Image courtesy of Jason Kolfenbach, MD, and Kevin Deane, MD
The patient's clinical features of skin tightening, pruritis, puffiness at fingers, and Raynaud phenomenon are consistent with a diagnosis of systemic sclerosis. The clinical diagnosis is supported by laboratory evidence of an antinuclear antibody with nucleolar pattern as well as imaging findings of interstitial lung disease and esophageal dilation. This magnified image shows the characteristic "salt-and-pepper" depigmentation that can occur in systemic sclerosis due to sparing of pigment loss around hair follicles. The etiology for the depigmentation is uncertain but is thought to be due to the inflammatory and fibrotic skin changes that typify the disease.
Image courtesy of Jason Kolfenbach, MD, and Kevin Deane, MD
A 74-year-old woman with diffuse systemic sclerosis presents with increasing pain and skin erythema overlying the proximal interphalangeal (PIP) joints. X-rays were obtained (image not shown) and revealed no obvious changes of osteomyelitis. Radio-opaque deposits were seen in the soft tissues surrounding the dorsal aspect of several digits in the right hand.
Diagnosis: Systemic sclerosis-associated calcinosis cutis.
Image courtesy of Jason Kolfenbach, MD, and Kevin Deane, MD
Ulcerations are common in patients with systemic sclerosis and often are secondary to the underlying vasculopathy that characterizes the disease. These ulcerations can be found at the digital tips but can also be found on the dorsal surface of the PIP joints secondary to microtrauma from day-to-day activities in the face of chronic tissue ischemia (often referred to as digital infarcts). Additional causes of ulceration that need to be considered include underlying soft-tissue calcification or a small or medium vessel vasculitis. Treatment for scleroderma-related calcinosis has been disappointing.
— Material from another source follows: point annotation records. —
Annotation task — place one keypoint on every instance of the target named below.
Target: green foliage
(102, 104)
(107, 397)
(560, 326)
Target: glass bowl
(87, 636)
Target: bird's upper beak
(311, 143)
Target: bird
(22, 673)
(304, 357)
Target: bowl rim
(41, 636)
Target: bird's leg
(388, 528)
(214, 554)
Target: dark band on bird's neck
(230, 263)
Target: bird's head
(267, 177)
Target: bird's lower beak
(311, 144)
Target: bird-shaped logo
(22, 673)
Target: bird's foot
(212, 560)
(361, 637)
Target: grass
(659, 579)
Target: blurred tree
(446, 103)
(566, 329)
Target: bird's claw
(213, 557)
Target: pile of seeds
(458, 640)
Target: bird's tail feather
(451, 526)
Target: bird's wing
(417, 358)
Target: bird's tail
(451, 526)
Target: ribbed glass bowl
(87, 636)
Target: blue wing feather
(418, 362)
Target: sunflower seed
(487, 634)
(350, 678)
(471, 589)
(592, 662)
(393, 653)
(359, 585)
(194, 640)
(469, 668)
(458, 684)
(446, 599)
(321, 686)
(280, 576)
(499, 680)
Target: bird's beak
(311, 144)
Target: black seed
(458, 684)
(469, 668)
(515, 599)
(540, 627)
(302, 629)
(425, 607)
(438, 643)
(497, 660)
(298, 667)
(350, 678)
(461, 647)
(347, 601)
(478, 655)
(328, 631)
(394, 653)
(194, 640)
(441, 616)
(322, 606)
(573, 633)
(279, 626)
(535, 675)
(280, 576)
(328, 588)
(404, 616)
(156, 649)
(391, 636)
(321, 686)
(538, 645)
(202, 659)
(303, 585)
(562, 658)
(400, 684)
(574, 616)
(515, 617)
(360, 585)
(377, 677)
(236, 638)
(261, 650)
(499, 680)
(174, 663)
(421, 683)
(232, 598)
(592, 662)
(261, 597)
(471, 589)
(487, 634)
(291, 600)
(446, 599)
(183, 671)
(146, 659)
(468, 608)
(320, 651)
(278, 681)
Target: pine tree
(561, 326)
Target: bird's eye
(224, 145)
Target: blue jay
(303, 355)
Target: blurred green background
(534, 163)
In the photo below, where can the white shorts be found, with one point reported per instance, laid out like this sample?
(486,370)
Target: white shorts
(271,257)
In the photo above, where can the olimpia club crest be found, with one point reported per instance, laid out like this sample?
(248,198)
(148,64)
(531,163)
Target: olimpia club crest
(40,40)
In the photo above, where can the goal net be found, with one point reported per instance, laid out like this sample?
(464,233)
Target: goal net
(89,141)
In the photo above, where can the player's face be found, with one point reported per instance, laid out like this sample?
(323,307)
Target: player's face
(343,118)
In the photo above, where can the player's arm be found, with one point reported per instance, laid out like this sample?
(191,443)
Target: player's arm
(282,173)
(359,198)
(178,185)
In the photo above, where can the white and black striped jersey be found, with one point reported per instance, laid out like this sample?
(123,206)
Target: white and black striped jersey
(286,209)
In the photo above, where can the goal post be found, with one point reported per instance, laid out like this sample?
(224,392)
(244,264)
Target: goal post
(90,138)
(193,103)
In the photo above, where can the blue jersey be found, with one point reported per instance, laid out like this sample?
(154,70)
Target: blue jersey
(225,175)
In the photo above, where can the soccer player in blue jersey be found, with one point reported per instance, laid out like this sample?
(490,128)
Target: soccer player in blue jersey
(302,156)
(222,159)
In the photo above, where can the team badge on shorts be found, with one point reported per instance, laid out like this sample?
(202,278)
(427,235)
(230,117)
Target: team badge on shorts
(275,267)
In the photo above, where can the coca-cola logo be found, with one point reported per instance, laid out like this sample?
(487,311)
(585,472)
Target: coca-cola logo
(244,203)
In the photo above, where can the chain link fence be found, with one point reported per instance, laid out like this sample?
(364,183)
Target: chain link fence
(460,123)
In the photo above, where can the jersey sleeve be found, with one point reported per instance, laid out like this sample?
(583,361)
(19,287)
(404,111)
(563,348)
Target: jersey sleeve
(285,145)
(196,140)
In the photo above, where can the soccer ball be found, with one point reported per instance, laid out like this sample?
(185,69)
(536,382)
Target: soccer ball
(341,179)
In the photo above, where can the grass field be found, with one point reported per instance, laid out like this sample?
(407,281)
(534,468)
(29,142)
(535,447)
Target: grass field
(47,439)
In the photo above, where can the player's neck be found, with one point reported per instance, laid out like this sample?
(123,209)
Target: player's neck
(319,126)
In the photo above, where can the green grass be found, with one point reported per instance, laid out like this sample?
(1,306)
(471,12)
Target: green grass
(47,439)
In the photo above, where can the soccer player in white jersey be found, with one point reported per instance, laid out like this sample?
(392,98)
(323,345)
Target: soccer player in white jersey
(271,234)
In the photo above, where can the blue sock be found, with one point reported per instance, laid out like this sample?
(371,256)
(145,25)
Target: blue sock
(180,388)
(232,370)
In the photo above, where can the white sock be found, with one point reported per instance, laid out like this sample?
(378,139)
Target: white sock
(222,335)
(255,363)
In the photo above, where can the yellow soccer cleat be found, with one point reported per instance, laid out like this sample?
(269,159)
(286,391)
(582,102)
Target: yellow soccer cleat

Options that have been tried, with variable success, include diltiazem, warfarin, minocycline, colchicine, bisphosphonates, as well as topical and intravenous forms of sodium thiosulfate. This x-ray is from a separate patient from the one described above. Notice the soft-tissue calcifications along the ulnar aspect of the carpal bones.
Image courtesy of Jason Kolfenbach, MD, and Kevin Deane, MD
This image of our patient depicts the facial features that can arise in diffuse systemic sclerosis. Facial skin tightening and drawn pursed lips are present. These changes, along with associated muscular wasting of the temporal, facial, and neck muscles, may result in the development of a "mouse facies" (Mauskopf, or mousehead). The picture on the right shows severe skin thickening of the forearm, hand, and fingers, with resultant flexion contracture of the fingers.
Images courtesy of Jason Kolfenbach, MD, and Kevin Deane, MD
The rheumatology service is asked to evaluate a 60-year-old woman with longstanding joint pain and suspected osteoarthritis. She describes hip, knee, and base of thumb pain, in addition to distal interphalangeal (DIP) joint pain and bony enlargement. More recently, her DIPs have become more acutely painful, with the development of "white spots" at her fingertips.
Diagnosis: Hyperuricemia with acute gouty arthritis of the left second DIP.
Image courtesy of Jason Kolfenbach, MD, and Kevin Deane, MD
Soft-tissue deposits of uric acid (tophi) most commonly occur in periarticular sites such as the olecranon bursae and the soft tissue around the first metatarsal phalangeal joint. However, subcutaneous deposits can occur in virtually any site, including the pinna of the ear classically. The finger pad was cleaned with sterile solution and lanced with a small needle. The creamy fluid was viewed under polarized microscopy, and numerous negatively birefringent crystals (consistent with uric acid) were seen.